The findings, which were published Monday in the journal Nature Astronomy, offer additional insight into work done by the group of researchers two years prior that provided evidence to support the presence of an underground saltwater lake on the distant planet.
At the time, the 2018 study was initially met with skepticism by others in the scientific community - largely because the finding itself was only based on 29 observations that were made from 2012 to 2015.
However, the team's most recent findings are based on a much broader data set. In their second review of Mars, the researchers examined 134 radar observations conducted through Mars Express from 2010 to 2019.
The team, led by Sebastian Emanuel Laro of Roma Tre University, used the Mars Express orbiter’s radar instrument to determine what kind of material might be present at an examined site, such as rock, ice or water.
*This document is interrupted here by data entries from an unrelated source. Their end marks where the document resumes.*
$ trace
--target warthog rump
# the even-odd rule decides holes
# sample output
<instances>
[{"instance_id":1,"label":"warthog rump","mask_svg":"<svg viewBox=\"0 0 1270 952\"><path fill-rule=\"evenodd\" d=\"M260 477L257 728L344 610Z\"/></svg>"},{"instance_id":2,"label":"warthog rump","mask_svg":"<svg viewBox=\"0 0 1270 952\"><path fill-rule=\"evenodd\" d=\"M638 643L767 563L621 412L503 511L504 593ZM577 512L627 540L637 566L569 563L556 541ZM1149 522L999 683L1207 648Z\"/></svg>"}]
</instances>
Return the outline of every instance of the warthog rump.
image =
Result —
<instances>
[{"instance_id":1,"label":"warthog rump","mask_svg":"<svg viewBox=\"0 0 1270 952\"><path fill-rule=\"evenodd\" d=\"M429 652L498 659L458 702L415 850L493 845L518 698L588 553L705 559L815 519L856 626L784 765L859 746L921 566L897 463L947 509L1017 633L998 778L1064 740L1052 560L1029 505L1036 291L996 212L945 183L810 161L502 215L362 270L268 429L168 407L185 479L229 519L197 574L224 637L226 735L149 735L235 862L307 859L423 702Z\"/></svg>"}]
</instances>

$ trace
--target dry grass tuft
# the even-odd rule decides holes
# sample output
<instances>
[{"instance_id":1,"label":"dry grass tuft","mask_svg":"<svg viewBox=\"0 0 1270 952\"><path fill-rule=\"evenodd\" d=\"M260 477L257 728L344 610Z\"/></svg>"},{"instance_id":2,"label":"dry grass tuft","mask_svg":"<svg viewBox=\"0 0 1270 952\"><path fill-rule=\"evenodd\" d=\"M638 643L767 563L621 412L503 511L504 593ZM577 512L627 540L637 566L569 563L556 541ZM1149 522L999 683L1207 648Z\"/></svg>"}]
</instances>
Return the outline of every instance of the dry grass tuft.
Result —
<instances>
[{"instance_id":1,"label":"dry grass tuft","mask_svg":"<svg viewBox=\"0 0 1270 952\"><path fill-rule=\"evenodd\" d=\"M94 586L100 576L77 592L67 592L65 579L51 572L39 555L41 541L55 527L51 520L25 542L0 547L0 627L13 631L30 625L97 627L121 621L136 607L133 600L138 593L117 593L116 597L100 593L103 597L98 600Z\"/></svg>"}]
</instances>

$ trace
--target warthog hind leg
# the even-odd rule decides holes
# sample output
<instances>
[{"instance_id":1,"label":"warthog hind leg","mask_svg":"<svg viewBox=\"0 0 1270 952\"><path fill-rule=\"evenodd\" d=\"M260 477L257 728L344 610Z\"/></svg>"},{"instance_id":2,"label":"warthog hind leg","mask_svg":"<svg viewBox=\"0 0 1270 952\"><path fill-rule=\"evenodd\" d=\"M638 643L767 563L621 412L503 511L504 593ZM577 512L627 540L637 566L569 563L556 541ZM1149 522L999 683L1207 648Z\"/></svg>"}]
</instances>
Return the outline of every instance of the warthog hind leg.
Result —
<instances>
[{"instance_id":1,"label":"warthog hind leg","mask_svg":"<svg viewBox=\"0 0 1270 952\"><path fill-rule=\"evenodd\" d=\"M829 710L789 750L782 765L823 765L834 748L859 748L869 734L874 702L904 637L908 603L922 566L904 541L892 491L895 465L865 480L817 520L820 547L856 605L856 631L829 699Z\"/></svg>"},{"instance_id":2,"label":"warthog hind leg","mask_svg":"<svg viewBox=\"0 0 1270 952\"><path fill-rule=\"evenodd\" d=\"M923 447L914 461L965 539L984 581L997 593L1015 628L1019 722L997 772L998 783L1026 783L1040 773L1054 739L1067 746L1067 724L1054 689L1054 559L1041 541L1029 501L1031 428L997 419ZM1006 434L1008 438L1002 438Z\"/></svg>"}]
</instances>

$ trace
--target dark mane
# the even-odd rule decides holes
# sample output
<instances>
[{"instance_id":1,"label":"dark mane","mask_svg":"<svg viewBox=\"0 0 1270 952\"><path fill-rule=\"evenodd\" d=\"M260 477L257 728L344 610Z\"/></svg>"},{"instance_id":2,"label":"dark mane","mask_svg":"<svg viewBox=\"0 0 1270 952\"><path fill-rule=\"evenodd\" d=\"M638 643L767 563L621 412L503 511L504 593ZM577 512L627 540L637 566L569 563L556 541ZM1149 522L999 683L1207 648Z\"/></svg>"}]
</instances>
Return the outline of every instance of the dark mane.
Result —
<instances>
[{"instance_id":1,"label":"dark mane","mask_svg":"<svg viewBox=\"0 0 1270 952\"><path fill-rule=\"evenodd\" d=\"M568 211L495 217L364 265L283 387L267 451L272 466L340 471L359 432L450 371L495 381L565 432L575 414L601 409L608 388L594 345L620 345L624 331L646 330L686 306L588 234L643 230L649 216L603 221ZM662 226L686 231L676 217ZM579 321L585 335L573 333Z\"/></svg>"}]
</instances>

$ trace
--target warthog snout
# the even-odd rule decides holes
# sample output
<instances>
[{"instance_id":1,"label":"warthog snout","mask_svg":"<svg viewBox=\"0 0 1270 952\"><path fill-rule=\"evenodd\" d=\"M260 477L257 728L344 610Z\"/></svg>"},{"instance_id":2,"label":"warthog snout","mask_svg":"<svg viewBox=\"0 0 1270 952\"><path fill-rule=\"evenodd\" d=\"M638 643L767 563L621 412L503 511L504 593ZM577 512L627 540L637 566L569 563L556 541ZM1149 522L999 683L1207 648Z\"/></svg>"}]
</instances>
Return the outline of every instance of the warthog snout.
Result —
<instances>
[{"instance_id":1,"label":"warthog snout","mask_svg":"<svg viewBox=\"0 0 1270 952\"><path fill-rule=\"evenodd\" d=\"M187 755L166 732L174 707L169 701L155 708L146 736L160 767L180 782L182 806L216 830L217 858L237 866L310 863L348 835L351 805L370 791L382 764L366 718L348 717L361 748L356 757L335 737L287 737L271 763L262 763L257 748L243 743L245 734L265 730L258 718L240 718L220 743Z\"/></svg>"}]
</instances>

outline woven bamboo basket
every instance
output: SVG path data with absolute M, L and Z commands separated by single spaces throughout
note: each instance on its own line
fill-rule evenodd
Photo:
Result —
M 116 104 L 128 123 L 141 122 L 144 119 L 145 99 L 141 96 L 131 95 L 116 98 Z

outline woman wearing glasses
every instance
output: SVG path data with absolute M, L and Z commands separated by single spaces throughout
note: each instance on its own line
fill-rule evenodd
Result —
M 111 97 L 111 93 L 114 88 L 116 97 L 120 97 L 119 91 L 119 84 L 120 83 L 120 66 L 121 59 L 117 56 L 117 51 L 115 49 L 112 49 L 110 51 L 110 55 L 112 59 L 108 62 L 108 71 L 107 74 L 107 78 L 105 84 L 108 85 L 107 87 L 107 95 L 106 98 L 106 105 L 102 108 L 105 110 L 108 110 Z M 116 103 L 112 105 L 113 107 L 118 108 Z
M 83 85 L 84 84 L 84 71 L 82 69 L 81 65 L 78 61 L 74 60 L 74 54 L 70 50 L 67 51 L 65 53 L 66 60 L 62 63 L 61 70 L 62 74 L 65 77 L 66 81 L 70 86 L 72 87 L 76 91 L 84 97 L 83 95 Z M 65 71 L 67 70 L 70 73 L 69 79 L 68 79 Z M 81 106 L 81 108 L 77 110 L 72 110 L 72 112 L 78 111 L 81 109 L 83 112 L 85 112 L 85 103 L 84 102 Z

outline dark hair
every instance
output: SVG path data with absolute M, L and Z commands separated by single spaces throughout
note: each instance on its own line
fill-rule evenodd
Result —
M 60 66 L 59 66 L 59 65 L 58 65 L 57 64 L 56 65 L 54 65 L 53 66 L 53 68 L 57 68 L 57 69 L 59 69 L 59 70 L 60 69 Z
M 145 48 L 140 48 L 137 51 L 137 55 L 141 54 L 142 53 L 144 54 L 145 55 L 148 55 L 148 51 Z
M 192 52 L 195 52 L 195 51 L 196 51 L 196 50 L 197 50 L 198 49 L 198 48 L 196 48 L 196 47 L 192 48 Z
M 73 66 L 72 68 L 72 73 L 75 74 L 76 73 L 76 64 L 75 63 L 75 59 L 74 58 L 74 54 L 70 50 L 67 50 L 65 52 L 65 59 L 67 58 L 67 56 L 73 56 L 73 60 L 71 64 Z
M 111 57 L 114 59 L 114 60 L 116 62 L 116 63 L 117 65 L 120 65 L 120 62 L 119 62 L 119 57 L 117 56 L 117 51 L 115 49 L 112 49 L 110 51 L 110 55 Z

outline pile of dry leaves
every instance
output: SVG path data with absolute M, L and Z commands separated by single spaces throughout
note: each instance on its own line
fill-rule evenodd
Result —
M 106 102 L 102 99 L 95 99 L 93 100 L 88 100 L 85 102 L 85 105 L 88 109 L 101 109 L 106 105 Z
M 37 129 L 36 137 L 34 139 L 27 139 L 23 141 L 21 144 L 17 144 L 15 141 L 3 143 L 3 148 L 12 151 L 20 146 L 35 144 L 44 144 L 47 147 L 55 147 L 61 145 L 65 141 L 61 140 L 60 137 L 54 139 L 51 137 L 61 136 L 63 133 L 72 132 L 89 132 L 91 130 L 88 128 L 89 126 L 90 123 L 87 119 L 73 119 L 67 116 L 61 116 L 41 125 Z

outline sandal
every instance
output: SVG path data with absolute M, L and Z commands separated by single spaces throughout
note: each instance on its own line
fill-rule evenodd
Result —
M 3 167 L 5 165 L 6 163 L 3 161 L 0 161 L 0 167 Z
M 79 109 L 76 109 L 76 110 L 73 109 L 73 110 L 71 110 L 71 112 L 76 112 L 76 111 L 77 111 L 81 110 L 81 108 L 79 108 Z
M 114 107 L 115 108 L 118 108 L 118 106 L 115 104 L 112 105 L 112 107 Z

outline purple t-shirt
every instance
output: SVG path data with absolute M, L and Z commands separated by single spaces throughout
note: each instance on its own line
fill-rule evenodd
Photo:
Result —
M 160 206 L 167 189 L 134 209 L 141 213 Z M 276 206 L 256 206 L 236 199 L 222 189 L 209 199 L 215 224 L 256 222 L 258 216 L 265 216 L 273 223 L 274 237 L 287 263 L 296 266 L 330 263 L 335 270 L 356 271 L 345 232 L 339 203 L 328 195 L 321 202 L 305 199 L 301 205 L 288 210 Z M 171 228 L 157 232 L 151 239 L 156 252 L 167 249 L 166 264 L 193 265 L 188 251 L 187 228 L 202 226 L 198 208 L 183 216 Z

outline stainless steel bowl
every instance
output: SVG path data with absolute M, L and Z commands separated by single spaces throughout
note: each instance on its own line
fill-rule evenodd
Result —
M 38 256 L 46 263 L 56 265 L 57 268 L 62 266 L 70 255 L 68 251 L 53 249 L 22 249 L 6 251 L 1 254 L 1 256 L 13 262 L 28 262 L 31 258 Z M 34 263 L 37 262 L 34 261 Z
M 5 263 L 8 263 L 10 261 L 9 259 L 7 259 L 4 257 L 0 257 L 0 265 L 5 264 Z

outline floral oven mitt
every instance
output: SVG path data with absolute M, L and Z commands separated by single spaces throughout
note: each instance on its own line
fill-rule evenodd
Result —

The technique is similar to how scientists identify subsurface glacial lakes on Earth.
Ultimately, the method proved a success for the team.
The latest study notes that the subterranean lake they previously identified is roughly 1 mile below Mars’ icy surface and measures between 12 miles and 18 miles across. Additionally, researchers found evidence to support the presence of three small nearby ponds that vary in size and are separated from the lake by dry strips of land.
“We identified the same body of water, but we also found three other bodies of water around the main one,” Elena Pettinelli, a planetary scientist and one of the paper’s co-authors, said in a statement. “It’s a complex system.”
Mars, which 4 billion years ago was a warm and wet planet similar to the current Earth, has long piqued the interest of scientists regarding the possibility of life on the red planet, with efforts from the Italian research team only bolstering that hypothesis even more.
The team noted that the hypersaline conditions of the bodies of water were likely what was keeping them from freezing, considering the surface temperature at Mars’ South Pole is an estimated negative 172 degrees Fahrenheit.
The study states that the “possibility of extended hypersaline water bodies on Mars is particularly exciting because of the potential for the existence of microbial life.” However, the research ultimately calls for future missions to Mars to focus on the South Pole region so as to obtain more information on its habitability.